Не откладывая, принялся он искать для отца квартиру и все дни напролет носился по городу Парижу. Задача нелегкая: вкусы у него и у Зеппа такие же разные, как и потребности. Но в конце концов он нашел на набережной Вольтера две большие, по-старинному обставленные уютные комнаты с чудесным видом на реку. Квартирка такая, что, будь Зепп в несколько лучшем настроении, она могла бы напоминать ему Мюнхен. Ганс попросил хозяина квартиры условно оставить комнаты за ним, но тот высокомерно заявил, что их у него с руками оторвут, и не согласился ждать.

Гансу не хотелось упустить эту квартиру, и он решил сегодня же поговорить с Зеппом, а заодно и сказать ему, что недели через две-три он уезжает. Приятным этот разговор, конечно, не будет.

Он направился к станции метро, шел не глядя, думая о предстоящем разговоре с отцом. У самого входа он остановился как вкопанный. В нескольких шагах от него стояли юноша и девушка и по-парижски, совершенно не стесняясь, прощались друг с другом. Они долго целовались, словно были здесь одни, затем девушка взяла юношу за плечи, еще раз заглянула ему в глаза, и они опять принялись целоваться; наконец разошлись. Такого рода интимные сцены на людях всегда были противны Гансу, но он привык к ним. Однако прощание этой парочки его взволновало, и не без основания: юношу он хорошо знал. Это был его старый школьный товарищ, а позднее - противник, выступавший против него в Союзе молодежи, Игнац Хаузедер. Девушку он знал еще лучше. Ее звали Жермена, вернее, мадам Шэ.

Ганса эта картина - Хаузедер и Жермена, милующиеся на людях, прямо-таки потрясла. Он знал, что Жермена легкомысленна, но ему было досадно, что она избрала именно Игнаца Хаузедера, хвастуна и пустозвона. "Моя Жермена", - произнес он мысленно. Что это, ревность? Значит, то, что он чувствовал к Жермене, было все же любовью? Одно несомненно: его больно задело, что он застал ее с другим.

Он стиснул зубы, когда представил себе, чего только Хаузедер не наговорил о нем Жермене. Но его ведь нисколько не интересует их мнение, ему наплевать, что они о нем думают. Нет, ему совсем не наплевать. Наоборот, стоит ему представить себе, как они, сидя или, может быть, лежа вдвоем, смеются над ним, и его всего переворачивает.
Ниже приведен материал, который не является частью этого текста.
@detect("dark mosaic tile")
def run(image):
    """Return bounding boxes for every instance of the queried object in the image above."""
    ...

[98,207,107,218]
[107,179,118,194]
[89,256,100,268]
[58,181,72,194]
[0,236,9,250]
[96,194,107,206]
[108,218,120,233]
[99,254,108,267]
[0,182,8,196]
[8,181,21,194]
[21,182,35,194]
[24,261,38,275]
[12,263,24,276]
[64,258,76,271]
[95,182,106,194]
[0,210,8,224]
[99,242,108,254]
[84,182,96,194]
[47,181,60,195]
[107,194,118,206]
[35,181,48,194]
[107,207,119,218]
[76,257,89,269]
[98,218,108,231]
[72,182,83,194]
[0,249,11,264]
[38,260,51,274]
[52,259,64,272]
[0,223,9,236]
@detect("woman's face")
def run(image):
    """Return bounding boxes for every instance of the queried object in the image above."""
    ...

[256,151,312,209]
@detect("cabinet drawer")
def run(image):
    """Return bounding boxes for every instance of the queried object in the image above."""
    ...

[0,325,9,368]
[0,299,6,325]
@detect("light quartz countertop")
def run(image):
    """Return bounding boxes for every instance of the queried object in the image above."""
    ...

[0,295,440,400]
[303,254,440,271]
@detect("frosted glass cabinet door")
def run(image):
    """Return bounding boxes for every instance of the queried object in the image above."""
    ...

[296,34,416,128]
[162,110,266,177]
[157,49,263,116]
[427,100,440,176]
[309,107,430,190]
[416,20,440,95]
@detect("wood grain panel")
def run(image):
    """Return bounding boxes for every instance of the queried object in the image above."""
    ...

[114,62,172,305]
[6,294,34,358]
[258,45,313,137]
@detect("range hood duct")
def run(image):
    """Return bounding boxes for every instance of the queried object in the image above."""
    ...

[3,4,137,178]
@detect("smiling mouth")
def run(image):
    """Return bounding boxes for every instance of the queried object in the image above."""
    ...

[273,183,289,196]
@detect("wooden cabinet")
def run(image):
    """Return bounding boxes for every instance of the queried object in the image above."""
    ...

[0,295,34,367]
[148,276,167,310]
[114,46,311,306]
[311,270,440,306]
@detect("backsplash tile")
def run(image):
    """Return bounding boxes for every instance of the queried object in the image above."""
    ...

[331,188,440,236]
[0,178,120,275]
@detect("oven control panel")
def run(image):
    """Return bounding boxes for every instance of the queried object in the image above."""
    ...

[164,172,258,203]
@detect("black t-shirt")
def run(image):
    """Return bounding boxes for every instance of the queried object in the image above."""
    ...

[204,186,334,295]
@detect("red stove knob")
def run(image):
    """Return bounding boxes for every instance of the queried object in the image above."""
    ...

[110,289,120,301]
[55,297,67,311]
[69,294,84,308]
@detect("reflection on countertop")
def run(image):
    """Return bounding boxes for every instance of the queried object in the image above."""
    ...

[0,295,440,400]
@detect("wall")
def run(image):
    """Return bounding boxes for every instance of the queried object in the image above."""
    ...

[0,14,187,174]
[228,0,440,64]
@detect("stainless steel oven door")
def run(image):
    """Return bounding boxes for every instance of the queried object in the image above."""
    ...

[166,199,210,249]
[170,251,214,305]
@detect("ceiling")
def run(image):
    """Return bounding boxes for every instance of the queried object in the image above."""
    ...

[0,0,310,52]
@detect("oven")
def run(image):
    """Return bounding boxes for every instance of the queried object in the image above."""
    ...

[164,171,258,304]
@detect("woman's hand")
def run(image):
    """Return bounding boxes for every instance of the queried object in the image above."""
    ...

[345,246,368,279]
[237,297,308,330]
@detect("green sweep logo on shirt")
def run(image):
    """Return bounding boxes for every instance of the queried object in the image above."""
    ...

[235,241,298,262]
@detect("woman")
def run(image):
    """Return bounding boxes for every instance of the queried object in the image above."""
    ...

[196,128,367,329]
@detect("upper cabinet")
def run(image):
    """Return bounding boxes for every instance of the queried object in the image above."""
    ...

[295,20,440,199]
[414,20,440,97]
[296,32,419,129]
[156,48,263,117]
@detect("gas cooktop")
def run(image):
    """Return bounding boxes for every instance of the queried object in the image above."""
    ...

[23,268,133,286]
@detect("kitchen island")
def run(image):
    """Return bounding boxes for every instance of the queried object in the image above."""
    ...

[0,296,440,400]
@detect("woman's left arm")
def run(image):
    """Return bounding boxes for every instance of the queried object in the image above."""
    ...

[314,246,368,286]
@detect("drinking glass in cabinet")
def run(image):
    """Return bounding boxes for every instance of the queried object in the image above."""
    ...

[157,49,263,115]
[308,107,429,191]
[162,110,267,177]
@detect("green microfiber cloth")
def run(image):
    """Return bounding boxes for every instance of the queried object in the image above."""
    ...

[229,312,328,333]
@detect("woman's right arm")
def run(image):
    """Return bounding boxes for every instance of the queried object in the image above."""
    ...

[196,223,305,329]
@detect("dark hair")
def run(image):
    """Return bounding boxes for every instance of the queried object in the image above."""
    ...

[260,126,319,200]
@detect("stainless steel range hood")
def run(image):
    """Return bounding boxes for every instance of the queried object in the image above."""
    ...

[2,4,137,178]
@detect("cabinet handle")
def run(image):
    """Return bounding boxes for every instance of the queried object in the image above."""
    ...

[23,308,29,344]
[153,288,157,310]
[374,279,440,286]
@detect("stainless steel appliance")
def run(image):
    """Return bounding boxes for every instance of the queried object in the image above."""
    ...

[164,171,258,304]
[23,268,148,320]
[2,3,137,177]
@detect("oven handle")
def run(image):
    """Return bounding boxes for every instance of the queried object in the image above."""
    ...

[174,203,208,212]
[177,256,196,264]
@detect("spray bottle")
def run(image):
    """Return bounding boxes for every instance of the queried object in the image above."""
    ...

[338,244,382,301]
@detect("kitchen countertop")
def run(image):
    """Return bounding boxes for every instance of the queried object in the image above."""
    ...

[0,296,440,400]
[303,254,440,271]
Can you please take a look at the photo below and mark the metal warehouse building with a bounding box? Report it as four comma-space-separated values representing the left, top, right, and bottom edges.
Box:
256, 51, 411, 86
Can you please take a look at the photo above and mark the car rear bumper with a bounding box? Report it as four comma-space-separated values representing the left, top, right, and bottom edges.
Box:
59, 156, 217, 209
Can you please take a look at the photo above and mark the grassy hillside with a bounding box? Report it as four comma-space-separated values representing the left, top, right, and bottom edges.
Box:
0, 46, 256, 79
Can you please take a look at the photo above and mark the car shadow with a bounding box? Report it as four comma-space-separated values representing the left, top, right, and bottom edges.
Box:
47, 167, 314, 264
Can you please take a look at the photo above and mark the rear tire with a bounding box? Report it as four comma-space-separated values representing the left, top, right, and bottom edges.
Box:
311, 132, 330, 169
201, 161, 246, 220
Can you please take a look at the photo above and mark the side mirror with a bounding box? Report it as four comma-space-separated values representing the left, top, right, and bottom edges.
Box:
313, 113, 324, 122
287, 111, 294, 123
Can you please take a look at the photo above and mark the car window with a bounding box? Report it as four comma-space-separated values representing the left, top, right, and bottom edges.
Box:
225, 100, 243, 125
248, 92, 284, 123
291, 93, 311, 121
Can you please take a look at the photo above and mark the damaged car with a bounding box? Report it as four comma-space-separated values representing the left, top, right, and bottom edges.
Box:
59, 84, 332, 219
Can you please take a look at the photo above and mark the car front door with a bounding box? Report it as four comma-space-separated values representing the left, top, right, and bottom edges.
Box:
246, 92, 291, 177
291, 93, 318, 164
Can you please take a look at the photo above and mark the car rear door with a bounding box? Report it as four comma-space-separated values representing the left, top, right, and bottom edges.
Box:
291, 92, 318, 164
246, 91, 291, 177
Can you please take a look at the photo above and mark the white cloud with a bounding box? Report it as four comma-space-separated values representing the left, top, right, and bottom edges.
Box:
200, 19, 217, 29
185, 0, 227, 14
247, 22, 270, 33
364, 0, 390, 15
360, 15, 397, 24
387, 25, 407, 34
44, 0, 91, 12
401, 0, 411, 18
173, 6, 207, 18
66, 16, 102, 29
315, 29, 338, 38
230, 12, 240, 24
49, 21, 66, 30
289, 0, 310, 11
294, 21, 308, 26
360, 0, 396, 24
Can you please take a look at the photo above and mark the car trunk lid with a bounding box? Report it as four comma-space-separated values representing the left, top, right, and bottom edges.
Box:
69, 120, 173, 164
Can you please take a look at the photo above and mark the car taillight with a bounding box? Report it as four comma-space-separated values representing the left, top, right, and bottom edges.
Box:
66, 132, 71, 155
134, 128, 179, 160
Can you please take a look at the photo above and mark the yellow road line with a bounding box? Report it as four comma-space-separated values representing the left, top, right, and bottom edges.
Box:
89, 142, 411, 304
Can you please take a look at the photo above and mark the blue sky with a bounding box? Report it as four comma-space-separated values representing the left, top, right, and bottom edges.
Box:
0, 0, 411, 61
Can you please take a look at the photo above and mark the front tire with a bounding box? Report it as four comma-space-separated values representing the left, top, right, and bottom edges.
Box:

Он с трудом успокоился. Теперь по крайней мере между ним и Жерменой все кончено безвозвратно и незачем больше ломать себе голову над этой проблемой. Хорошо, что Ганс Траутвейн не связался с женщиной, способной путаться с таким субъектом, как Игнац Хаузедер.

В этот вечер Зепп был снова очень молчалив и рассеян. Ганс нетерпеливо ждал подходящей минуты, чтобы сообщить отцу неприятную новость о предстоящем отъезде, но ужин прошел, Ганс уже и посуду помыл, а Зепп все еще ничего не сказал такого, за что Ганс мог бы зацепиться. Он сидел в своем клеенчатом кресле, опять уж изрядно продавленном, и так ушел в свои думы, что у Ганса не хватало духу огорчить отца грустной для него новостью.